がん性B細胞を詳しく解析すると、4つの主要な悪性プログラムが見つかりました。うち2つは古典的な濾胞性リンパ腫に類似し、1つは形質細胞に近く、もう1つは記憶B細胞様悪性(MBLM)と呼ばれるサブタイプで、正常な記憶B細胞と腫瘍細胞の両方の特徴を備えていました。遺伝的な“経路(trajectory)”解析は、通常の記憶B細胞から異型の中間段階を経てこれらの記憶様悪性細胞へと至る経路を示唆しました。MBLM細胞は特にHBV量が高く長期感染の腫瘍で多く、空間的にも記憶B細胞や特定のFDCサブセットの近傍に集積する傾向がありました。これは、HBVや腫瘍抗原に繰り返し刺激される記憶B細胞が悪性化の重要な温床であることを示唆します。

問題を助長する支持細胞

研究はまた、濾胞樹状細胞を4つの機能的なタイプに分類しました:T細胞を活性化する細胞、抗原輸送と提示を担う細胞、接着に特化した細胞、そしてB型肝炎経路に関連する遺伝子が豊富な「ウイルスタンパク質輸送」群です。HBV高負荷かつ長期保有者では、ウイルス関連および抗原輸送型のFDCが優勢で、腫瘍領域の周りに炎症的でありながら免疫抑制的なネットワークを形成していました。空間解析により、MBLM細胞とこれらのFDCはCCL21–CCR7軸という重要な化学シグナルで結ばれた緊密なコミュニティを形成していることが示されました。CCL21–CCR7は細胞のリンパ節への移行を誘導し、NF-κBなどの増殖促進経路を活性化することが知られています。異なる化学療法レジメンはこれらの悪性およびFDCサブセットに異なる影響を与え、一部の治療が根絶困難な細胞集団を残しPOD24の舞台を整える理由の一端を説明します。

Figure 2
Figure 2.

将来のケアへの示唆

専門外の読者にとっての中心的メッセージは、HBV関連濾胞性リンパ腫は単に「同じがんにウイルスが付随しているだけ」ではないということです。慢性B型肝炎は、記憶様のがん細胞プールを育み、局所の支持細胞を書き換える独自の腫瘍生態系を形成し、それらが合わさって標準療法後の早期再発を促します。
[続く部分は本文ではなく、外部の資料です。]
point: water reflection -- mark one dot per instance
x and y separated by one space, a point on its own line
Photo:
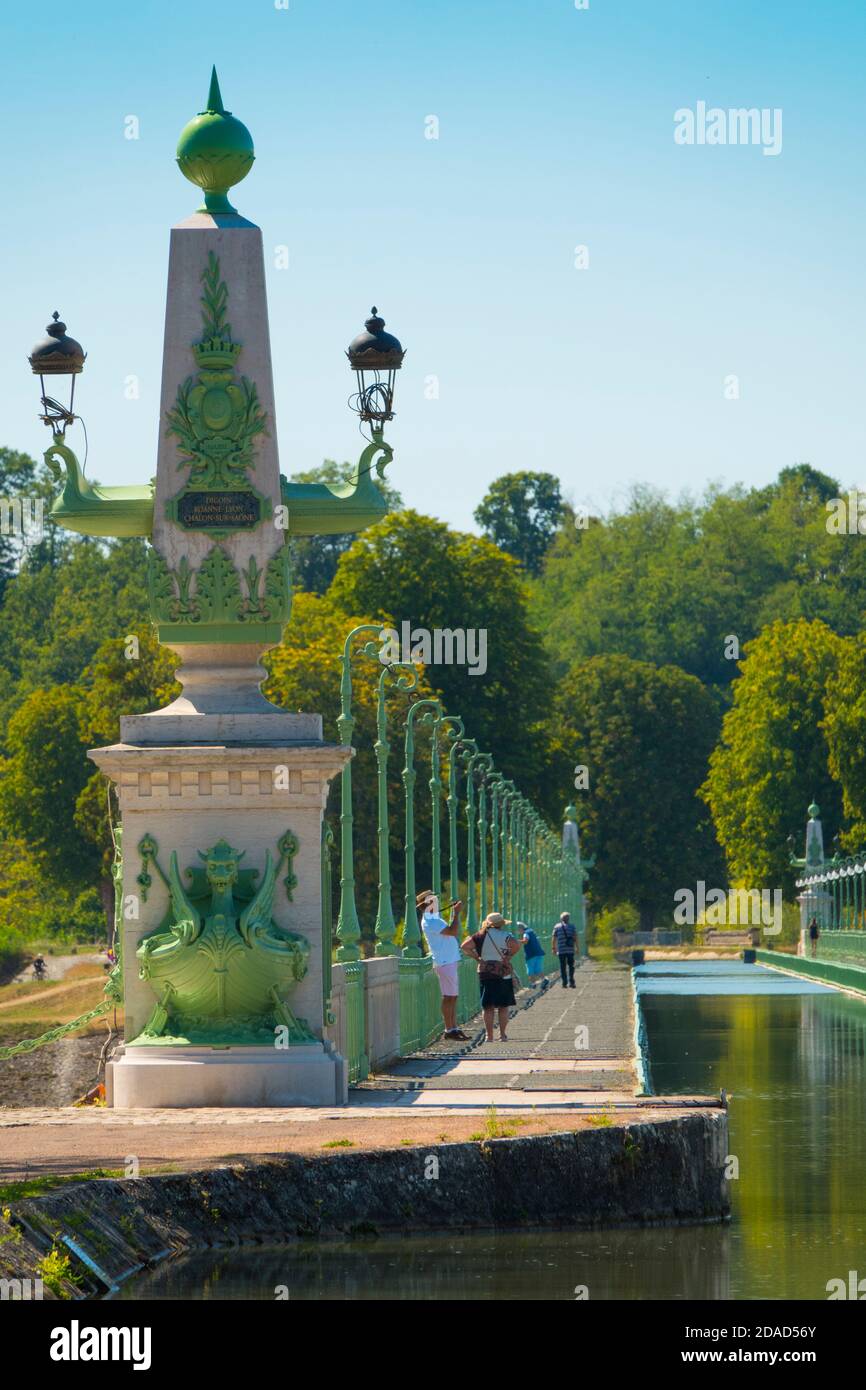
797 1075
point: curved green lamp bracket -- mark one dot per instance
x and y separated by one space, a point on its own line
321 509
92 510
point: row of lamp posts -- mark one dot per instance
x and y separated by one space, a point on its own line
530 875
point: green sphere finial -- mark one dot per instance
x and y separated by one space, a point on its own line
216 152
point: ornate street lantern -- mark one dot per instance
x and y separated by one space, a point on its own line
57 356
374 356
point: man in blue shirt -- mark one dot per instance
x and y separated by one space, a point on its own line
565 937
441 937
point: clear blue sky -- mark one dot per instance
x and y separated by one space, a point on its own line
555 129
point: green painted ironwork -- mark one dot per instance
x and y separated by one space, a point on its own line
218 963
216 152
348 925
412 933
453 804
327 922
355 1022
385 926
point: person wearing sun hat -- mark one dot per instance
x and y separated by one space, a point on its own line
441 937
492 947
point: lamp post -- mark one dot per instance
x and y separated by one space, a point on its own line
495 781
412 934
374 357
508 794
452 727
385 926
453 802
56 355
348 926
485 763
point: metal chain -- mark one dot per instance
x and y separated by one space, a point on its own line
53 1034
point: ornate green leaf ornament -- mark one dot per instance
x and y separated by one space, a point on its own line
214 420
218 963
220 597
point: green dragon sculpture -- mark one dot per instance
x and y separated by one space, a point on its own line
218 963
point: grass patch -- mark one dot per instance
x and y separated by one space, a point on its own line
50 1182
56 1272
496 1127
42 1005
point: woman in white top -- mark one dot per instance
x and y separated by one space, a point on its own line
492 947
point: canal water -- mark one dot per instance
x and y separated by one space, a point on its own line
793 1059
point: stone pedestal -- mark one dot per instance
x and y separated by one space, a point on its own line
167 1077
186 797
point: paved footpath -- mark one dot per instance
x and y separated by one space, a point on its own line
565 1047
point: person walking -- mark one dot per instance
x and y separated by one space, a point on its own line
441 937
534 954
565 936
492 947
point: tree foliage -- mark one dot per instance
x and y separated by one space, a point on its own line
520 513
414 569
773 756
645 736
314 558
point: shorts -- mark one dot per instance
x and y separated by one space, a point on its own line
448 977
496 993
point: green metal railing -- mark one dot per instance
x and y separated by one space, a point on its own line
499 847
833 891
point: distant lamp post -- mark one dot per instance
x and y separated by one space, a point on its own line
57 356
374 357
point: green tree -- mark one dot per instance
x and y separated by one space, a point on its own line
844 729
773 756
42 777
672 583
314 558
645 736
520 513
413 569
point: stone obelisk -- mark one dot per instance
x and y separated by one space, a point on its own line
221 794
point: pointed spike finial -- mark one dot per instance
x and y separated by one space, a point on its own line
214 96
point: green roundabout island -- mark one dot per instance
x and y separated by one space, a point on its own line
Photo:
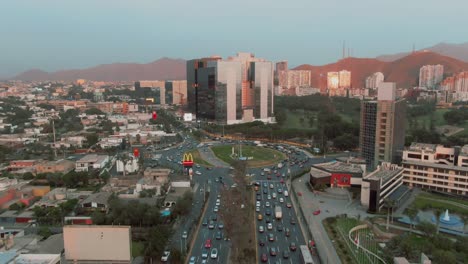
255 156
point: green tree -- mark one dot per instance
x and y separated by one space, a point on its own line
92 139
437 214
444 256
94 111
44 232
156 242
412 213
427 228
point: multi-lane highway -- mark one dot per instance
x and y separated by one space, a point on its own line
211 234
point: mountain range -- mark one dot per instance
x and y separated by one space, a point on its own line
402 68
458 51
162 69
403 71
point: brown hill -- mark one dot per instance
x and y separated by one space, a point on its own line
162 69
457 51
404 72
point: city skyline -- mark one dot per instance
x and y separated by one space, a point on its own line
87 33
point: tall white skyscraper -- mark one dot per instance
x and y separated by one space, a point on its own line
238 89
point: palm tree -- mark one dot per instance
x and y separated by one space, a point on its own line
388 203
437 213
412 213
465 222
124 158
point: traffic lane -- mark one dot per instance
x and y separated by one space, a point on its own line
206 233
282 242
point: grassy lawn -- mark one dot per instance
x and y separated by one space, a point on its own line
198 159
261 156
293 119
137 248
426 204
347 254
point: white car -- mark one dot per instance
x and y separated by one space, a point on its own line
192 260
214 253
165 256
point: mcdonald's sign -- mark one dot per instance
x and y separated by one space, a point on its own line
188 160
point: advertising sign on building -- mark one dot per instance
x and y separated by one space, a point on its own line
188 117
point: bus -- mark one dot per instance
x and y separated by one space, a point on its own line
306 257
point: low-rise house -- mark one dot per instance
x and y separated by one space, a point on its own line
59 166
16 165
96 201
91 161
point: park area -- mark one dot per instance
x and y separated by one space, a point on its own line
255 156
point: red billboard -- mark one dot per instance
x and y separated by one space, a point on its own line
340 180
136 152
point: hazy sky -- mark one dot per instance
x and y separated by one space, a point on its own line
63 34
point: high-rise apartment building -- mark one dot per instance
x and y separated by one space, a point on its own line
338 82
457 85
235 90
382 132
436 168
333 80
167 92
373 81
431 75
294 78
345 79
281 66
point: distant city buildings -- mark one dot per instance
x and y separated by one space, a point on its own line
373 81
382 131
436 168
235 90
169 92
338 82
289 81
431 75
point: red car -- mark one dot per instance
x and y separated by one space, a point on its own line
292 246
208 243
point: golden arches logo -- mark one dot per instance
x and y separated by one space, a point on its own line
188 157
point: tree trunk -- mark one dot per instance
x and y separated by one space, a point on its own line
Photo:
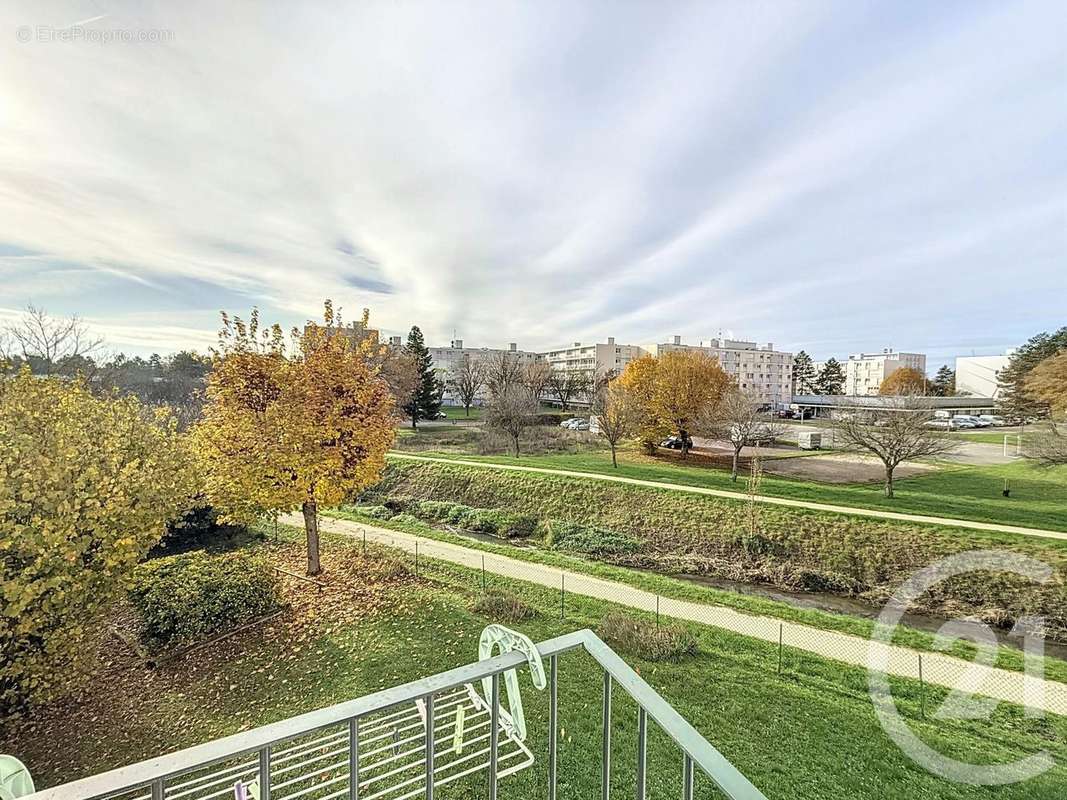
312 527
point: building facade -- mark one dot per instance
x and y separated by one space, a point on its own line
980 374
759 369
865 371
447 361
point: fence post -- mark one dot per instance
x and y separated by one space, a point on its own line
781 638
562 595
922 689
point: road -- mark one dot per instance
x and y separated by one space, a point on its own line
876 513
937 668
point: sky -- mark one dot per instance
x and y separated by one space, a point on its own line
830 176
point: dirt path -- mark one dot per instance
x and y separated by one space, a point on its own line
1012 687
948 522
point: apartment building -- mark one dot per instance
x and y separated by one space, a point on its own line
759 369
865 371
978 376
596 358
446 361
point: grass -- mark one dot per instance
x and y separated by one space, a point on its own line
668 587
808 735
1038 497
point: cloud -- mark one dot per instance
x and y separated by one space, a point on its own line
833 175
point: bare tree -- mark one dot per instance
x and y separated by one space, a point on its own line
502 371
617 415
896 431
1048 447
736 418
537 374
568 385
511 412
465 381
49 345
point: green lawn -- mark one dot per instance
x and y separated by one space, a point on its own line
808 735
1038 497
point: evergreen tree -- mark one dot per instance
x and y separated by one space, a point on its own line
831 379
1015 400
803 374
426 399
944 382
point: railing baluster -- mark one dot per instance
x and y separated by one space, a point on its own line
606 740
553 723
265 773
642 735
429 747
494 733
353 758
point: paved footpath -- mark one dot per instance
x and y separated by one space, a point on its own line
1012 687
948 522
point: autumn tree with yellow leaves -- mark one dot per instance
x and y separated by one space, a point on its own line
672 393
298 425
90 483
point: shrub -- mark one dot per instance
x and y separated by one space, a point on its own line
193 595
646 639
588 540
502 607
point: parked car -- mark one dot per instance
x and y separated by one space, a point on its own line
674 443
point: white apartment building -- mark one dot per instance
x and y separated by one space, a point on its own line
447 360
759 369
865 371
978 374
596 358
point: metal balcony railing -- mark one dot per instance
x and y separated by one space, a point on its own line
410 741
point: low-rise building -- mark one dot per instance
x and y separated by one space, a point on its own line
980 374
865 371
759 369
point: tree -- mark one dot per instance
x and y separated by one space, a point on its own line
568 385
536 376
803 374
689 383
895 432
617 415
944 382
292 429
49 345
672 392
1047 384
831 379
466 381
510 413
1015 399
90 483
426 399
737 419
903 381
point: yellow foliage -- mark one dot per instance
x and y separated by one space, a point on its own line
90 483
285 429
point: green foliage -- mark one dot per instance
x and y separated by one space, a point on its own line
193 595
646 639
90 483
426 400
503 607
587 539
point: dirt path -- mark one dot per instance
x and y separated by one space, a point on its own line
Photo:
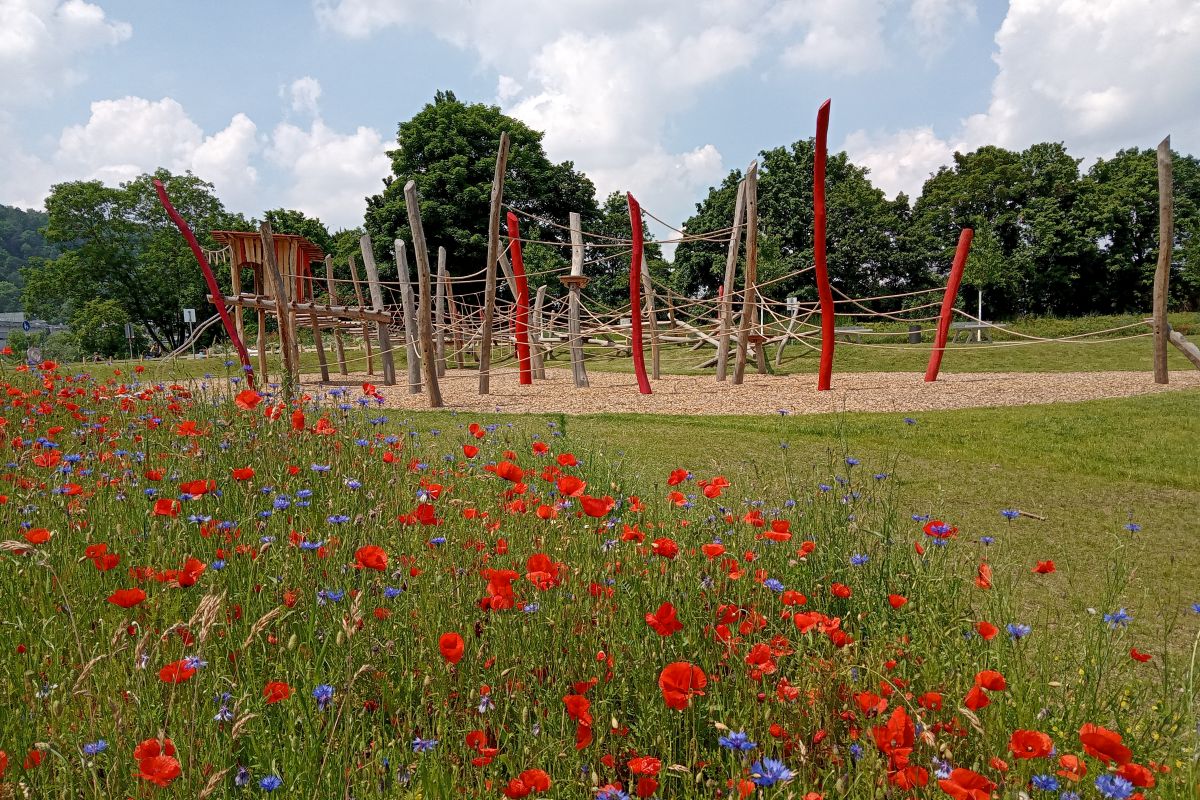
869 391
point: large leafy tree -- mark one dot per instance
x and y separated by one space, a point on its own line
449 150
118 244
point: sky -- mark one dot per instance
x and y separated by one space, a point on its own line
294 103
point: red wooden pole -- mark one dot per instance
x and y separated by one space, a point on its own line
521 324
635 294
819 250
214 289
952 292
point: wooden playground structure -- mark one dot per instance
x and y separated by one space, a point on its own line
439 331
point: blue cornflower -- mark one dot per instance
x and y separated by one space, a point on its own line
738 741
1114 786
1119 618
1045 782
1018 631
768 773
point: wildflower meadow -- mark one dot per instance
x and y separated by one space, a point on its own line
209 593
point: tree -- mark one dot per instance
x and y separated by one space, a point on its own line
449 150
118 244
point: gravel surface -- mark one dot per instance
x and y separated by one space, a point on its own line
868 391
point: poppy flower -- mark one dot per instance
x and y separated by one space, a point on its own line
679 683
965 785
451 647
371 557
1030 744
275 691
126 597
664 620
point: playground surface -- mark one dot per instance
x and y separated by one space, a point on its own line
796 394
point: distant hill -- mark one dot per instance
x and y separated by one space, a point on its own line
19 241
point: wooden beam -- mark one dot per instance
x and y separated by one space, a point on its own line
425 313
1165 247
493 253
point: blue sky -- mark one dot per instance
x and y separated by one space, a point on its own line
294 103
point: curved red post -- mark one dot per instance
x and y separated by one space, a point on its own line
635 294
214 289
952 292
819 226
521 320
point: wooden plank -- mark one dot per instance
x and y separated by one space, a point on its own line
425 312
493 252
1165 247
749 299
389 366
731 266
406 301
366 329
331 290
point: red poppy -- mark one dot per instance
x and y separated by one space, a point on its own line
1030 744
664 620
275 691
371 557
679 683
126 597
965 785
247 400
451 647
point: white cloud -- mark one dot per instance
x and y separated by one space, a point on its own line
329 174
41 42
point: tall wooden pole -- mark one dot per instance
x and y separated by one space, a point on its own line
408 306
731 266
1165 247
749 296
493 253
331 290
389 365
425 316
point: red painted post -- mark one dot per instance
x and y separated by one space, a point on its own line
635 294
214 289
819 250
521 324
952 292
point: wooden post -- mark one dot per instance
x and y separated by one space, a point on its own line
731 266
425 316
409 310
389 365
439 305
749 299
366 329
321 347
535 350
652 317
576 283
331 290
493 253
280 289
1165 247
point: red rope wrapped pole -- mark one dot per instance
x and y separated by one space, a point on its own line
521 322
214 289
952 292
635 295
819 250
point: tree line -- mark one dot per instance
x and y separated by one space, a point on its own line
1050 236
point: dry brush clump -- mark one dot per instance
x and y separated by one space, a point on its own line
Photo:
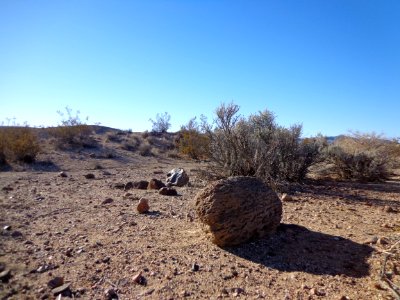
258 146
364 157
192 141
18 144
72 132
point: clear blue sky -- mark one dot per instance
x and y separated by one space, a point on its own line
332 65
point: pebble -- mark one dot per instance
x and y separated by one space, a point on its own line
107 201
143 206
371 240
110 294
5 275
61 289
139 279
286 197
89 176
55 282
166 191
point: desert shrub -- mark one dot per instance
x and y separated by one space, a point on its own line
192 141
257 146
162 123
145 149
131 144
18 144
365 157
72 131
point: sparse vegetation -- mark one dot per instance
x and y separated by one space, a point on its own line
72 131
365 157
162 123
192 141
257 146
18 144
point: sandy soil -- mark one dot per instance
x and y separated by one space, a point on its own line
330 244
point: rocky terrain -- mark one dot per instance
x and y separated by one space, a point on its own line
77 235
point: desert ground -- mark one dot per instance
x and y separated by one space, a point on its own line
78 237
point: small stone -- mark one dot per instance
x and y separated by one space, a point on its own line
371 240
55 282
110 294
166 191
143 206
139 279
382 241
89 176
128 186
61 289
16 234
286 197
107 201
5 276
141 185
389 209
155 184
195 267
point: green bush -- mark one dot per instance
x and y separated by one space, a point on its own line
18 144
258 147
73 132
192 142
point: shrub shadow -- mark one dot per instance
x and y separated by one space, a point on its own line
296 248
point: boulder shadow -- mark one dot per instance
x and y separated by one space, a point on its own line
296 248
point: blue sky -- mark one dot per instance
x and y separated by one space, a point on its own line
331 65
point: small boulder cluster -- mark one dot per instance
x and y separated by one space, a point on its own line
176 177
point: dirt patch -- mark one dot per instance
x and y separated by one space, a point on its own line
329 246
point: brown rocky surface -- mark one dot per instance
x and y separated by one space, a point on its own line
238 209
52 226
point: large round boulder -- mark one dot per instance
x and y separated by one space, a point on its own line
238 209
177 177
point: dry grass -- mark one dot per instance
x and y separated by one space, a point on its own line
18 144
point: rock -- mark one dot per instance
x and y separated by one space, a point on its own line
143 206
166 191
63 289
110 294
371 240
177 177
195 267
141 185
128 186
286 197
238 209
155 184
119 186
5 276
55 282
389 209
107 201
382 241
139 279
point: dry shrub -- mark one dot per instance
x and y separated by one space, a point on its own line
258 147
145 149
18 144
365 157
72 132
193 142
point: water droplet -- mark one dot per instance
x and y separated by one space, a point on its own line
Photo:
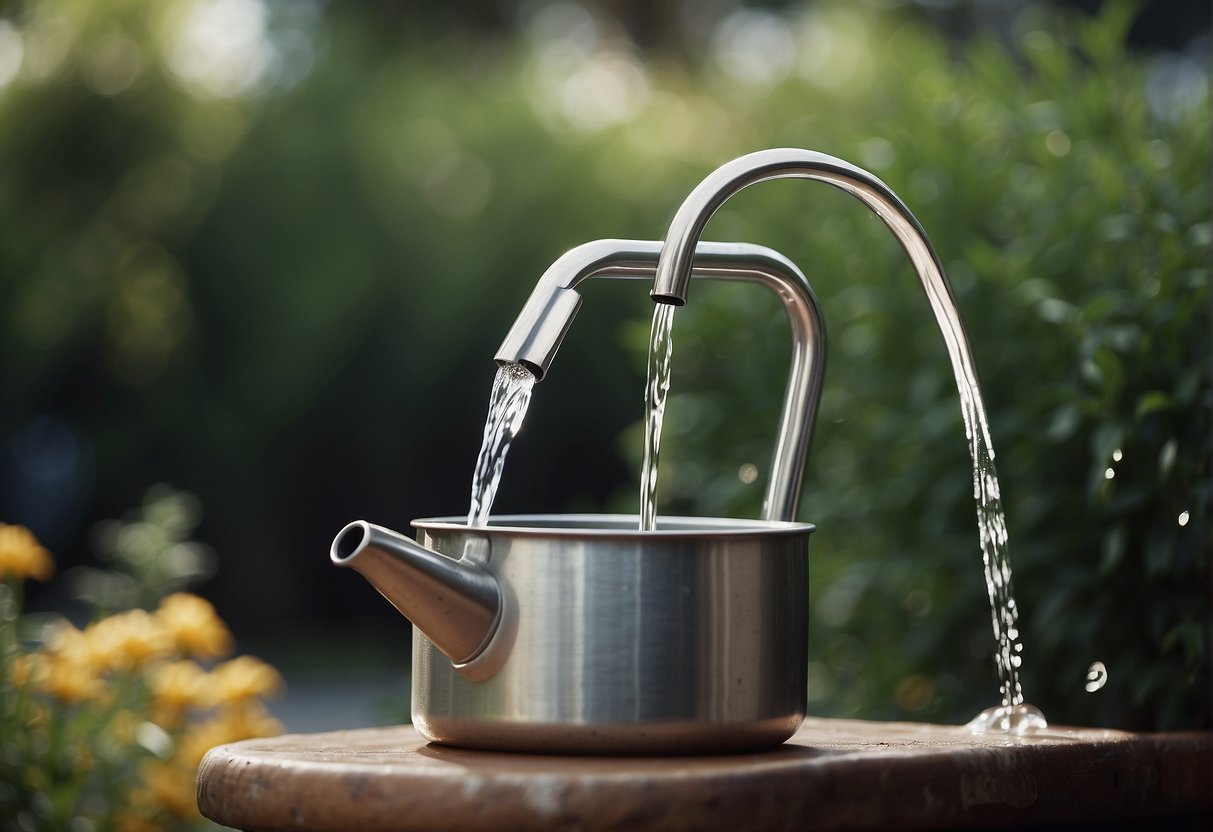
1097 677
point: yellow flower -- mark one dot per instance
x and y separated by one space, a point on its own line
22 556
127 640
175 689
68 681
195 628
231 724
243 678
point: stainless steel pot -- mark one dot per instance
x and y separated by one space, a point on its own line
580 633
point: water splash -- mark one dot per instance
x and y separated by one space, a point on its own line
1014 716
507 409
656 387
1097 677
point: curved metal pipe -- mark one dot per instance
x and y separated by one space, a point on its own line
675 266
547 314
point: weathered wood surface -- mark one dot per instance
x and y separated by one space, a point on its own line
832 775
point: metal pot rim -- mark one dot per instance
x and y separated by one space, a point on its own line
615 526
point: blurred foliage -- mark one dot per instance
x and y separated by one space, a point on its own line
1074 221
273 263
103 728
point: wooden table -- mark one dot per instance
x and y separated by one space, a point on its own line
832 775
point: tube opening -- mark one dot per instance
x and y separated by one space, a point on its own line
534 369
672 300
349 541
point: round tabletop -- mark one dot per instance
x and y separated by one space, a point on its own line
833 774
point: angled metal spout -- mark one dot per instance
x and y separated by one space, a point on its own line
455 603
677 256
546 317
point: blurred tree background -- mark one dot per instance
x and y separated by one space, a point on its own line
263 250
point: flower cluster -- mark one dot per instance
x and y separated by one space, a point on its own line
107 724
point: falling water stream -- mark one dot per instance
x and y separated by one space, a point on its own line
656 387
1013 716
507 409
本研究はこれらの記憶様悪性細胞、HBVに影響されたFDCパートナー、およびそれらをつなぐシグナル経路を特定することで、診断時に高リスク患者を示す新たなバイオマーカーの候補を示すとともに、記憶B細胞の運命を制御する経路、CCL21–CCR7シグナル、およびPTPRCAPやCD37のような特定の表面タンパク質といった新たな治療標的を提案します。これらは抗ウイルス療法と組み合わせて用いることで、早期再発を遅らせたり予防したりする可能性があります。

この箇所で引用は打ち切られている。